Beginning in January 2026, Alexis Conran was added as permanent co-presenter (after he previously filled in for Huntley during her maternity leave in 2025) and the program's slot was renamed as Storm & Alexis, airing from 11:30 am to 12:45 pm.

===Alexis Conran and Friends===
From 15 May 2023, the morning show on Channel 5 was extended, with ITN producing segments from the end of Milkshake! to the beginning of Home and Away. Notwithstanding the ITN-produced news bulletin at the end, the last segment between 12:15 pm and 1:40 pm was renamed Alexis Conran with the channel's consumer advice programming presenter continuing the morning's discussions. Conran was a previous stand-in host for Vine and Huntley and has also presented numerous series like Phone Scams: Don't Get Caught Out and Secrets of Fast Food Giants for the channel. From Monday 26 June 2023, the Alexis Conran programme became an hour long part of ITN's morning current affairs block on Channel 5, with the show running from 12:40 pm and the extra time being given over to Storm Huntley.

When the programme came back after the Christmas 2023 period, the series was moved to the 12:45 pm to 1:40 pm slot and was reformatted as Alexis Conran and Friends, now focusing on social issues instead of the recent news and politics as its sister shows do. The show ended its run on 29 March 2024, with its slot being taken over by other shows on Channel 5 until the launch of Vanessa the following year.

=== Vanessa ===

In March 2025, ITN launched a Vanessa Feltz–fronted daytime chat show titled Vanessa, which uses much of the same graphics as Jeremy Vine and Storm Huntley and follows the latter, airing from 12:30 pm to 1:40 pm.

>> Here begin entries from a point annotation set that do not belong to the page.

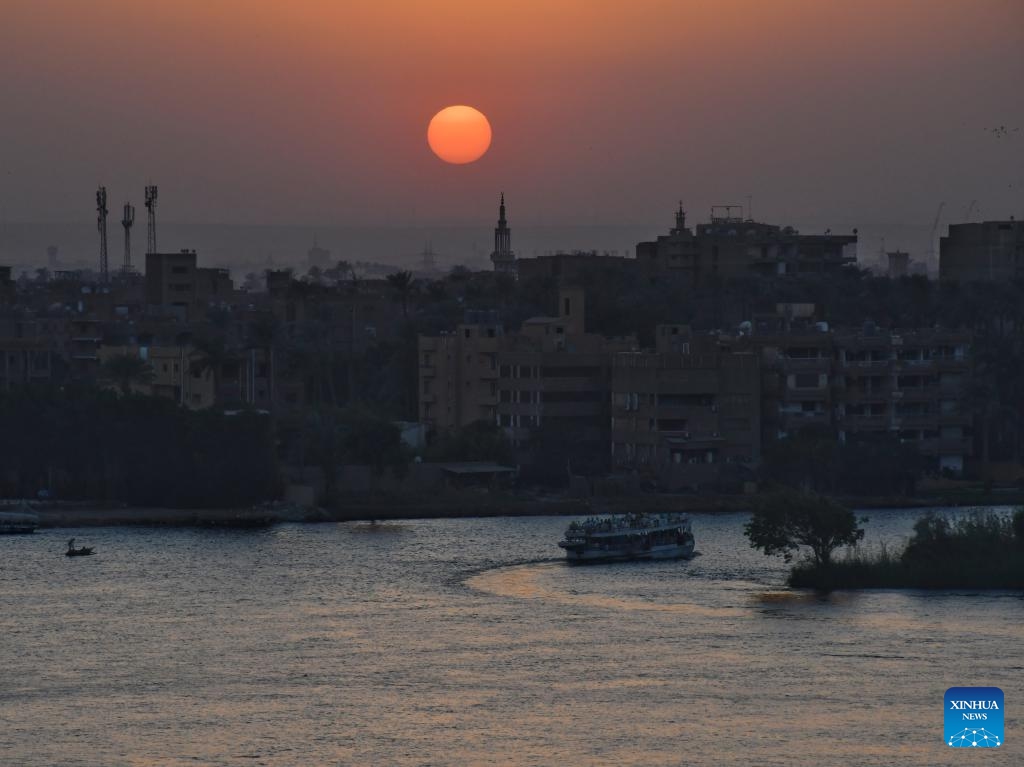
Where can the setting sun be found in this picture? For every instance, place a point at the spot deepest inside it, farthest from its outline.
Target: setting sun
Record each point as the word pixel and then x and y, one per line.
pixel 459 134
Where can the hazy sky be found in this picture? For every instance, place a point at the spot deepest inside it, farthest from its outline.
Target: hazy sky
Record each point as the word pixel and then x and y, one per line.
pixel 315 111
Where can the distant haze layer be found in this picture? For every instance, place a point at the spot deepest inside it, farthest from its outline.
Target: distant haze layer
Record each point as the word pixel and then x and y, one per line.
pixel 823 115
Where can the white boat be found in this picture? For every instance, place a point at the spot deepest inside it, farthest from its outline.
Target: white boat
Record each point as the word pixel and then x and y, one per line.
pixel 23 519
pixel 624 537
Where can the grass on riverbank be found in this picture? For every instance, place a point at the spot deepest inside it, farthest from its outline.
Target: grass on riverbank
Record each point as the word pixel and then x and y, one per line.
pixel 981 550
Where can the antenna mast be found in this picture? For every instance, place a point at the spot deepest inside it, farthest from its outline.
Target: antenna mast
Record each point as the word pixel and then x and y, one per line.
pixel 127 221
pixel 151 207
pixel 101 225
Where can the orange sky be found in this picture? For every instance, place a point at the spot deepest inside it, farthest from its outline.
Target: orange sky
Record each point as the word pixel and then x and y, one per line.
pixel 315 111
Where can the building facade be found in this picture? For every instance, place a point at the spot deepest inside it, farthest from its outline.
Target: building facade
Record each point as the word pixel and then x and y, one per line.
pixel 686 414
pixel 731 246
pixel 991 251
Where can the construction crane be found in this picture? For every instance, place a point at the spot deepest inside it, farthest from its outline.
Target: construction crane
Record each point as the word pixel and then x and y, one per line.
pixel 931 237
pixel 101 225
pixel 151 207
pixel 127 220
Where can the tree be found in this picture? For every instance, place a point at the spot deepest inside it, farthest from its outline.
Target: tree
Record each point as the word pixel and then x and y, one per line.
pixel 785 521
pixel 213 355
pixel 126 371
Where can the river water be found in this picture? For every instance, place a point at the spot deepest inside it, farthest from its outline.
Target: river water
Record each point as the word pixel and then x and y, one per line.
pixel 468 642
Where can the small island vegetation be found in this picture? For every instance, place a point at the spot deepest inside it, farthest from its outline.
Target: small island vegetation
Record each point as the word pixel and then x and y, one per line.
pixel 980 549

Beginning with the show's second series in January 2026, the program has run from 2 pm to 3 pm. This also saw a set and graphics change.

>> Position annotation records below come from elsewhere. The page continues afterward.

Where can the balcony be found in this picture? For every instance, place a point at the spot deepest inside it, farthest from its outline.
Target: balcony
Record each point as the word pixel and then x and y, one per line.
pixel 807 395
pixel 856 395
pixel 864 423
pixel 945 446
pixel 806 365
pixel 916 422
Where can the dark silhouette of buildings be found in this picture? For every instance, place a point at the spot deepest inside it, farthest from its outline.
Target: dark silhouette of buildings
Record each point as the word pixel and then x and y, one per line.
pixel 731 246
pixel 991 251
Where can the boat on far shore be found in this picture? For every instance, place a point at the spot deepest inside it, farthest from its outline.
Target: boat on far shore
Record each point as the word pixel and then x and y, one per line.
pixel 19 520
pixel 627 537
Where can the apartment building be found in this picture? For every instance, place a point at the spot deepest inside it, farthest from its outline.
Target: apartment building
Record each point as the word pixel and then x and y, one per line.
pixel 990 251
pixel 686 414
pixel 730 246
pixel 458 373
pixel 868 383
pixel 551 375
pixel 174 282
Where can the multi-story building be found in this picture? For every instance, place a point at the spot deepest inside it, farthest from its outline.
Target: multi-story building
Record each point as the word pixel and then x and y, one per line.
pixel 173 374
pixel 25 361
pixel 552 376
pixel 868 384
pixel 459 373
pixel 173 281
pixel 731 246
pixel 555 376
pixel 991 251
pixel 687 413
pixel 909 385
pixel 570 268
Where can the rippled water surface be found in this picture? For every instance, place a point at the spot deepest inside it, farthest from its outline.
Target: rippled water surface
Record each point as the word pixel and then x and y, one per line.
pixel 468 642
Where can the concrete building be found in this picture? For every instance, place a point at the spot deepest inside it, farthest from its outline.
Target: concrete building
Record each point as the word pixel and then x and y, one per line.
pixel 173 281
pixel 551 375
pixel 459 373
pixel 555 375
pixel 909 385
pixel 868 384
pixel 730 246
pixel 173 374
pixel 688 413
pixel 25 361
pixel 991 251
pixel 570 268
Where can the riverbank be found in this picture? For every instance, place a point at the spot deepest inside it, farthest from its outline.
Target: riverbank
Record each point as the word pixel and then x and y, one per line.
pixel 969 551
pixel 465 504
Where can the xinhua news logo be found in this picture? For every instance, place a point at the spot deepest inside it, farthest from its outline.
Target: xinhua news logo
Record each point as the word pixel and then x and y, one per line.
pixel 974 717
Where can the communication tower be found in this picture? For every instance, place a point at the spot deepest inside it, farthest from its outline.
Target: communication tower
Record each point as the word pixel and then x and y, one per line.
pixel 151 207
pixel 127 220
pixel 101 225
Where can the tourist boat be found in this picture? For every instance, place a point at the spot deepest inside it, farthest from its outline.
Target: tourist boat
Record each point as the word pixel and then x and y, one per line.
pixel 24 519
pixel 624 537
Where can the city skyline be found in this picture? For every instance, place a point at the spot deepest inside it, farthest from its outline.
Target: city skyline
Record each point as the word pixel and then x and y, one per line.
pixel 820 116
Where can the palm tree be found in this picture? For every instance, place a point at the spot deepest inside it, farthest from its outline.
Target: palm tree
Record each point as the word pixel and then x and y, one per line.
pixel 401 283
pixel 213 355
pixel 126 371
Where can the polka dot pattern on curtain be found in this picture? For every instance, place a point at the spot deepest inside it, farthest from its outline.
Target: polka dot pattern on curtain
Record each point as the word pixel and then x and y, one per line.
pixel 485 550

On 18 June 2026, it was reported that the series had been axed by Channel 5 due to poor viewership ratings and a failure to stop repeated prank callers. 5 confirmed that they would take back the slot once the second series ends its run.

=== Matt Allwright ===
In December 2025, Channel 5 and ITN Productions extended their partnership to include an additional programme fronted by Matt Allwright which would expand ITN's morning current affairs block to run until 3 pm. The show airs from 12:50 pm to 2 pm, following a brief 5 News update after Storm & Alexis and preceding Vanessa.

Beginning 20 July 2026, the series was extended by 20 minutes, and now ends at 2:20 pm.

==Studio and production==
The show is currently being filmed and produced by Channel 5 and ITN Productions.

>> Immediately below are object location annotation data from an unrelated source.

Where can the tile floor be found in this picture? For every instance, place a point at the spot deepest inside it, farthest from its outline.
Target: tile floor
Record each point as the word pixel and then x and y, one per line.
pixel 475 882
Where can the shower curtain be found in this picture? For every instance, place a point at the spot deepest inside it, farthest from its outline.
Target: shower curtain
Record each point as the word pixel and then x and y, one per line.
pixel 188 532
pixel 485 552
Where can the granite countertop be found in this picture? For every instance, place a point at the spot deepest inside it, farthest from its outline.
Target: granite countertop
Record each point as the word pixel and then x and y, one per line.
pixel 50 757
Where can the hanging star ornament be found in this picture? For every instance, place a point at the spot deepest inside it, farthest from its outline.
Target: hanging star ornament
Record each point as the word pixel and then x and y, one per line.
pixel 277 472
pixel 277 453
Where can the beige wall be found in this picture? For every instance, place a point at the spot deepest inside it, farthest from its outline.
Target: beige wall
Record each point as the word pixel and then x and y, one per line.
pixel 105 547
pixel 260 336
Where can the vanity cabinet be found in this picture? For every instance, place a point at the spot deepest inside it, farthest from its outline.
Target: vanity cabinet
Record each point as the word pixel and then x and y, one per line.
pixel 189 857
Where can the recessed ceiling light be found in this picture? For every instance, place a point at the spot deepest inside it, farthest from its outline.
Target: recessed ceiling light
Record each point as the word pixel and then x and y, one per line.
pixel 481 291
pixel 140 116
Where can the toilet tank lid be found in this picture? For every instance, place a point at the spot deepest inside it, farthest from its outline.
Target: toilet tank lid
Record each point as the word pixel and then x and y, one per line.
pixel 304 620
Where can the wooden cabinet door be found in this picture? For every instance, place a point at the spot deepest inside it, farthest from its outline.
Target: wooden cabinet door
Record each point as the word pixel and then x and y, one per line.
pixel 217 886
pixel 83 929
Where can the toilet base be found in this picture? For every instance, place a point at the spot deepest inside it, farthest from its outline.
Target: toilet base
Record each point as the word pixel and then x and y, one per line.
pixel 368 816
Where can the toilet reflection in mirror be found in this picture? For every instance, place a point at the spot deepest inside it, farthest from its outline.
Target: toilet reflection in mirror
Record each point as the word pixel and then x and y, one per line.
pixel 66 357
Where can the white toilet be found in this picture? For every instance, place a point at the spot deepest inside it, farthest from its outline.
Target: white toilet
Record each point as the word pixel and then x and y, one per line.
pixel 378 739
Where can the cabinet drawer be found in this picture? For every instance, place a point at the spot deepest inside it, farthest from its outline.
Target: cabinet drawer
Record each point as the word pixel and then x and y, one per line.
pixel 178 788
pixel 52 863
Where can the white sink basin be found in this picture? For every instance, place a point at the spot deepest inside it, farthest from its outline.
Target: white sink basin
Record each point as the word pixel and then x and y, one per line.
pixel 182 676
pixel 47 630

The shows airs live though before the change to Jeremy Vine Extra the final 45 minutes of the main show was pre-recorded, due to Vine's live BBC Radio 2 weekday lunchtime show at 12 noon, at around 8:00 am, to allow Vine to travel to Wogan House for his radio show.

In May 2023, Channel 5 announced that the three shows and 5 News would no longer be available to watch on their catch-up service My5.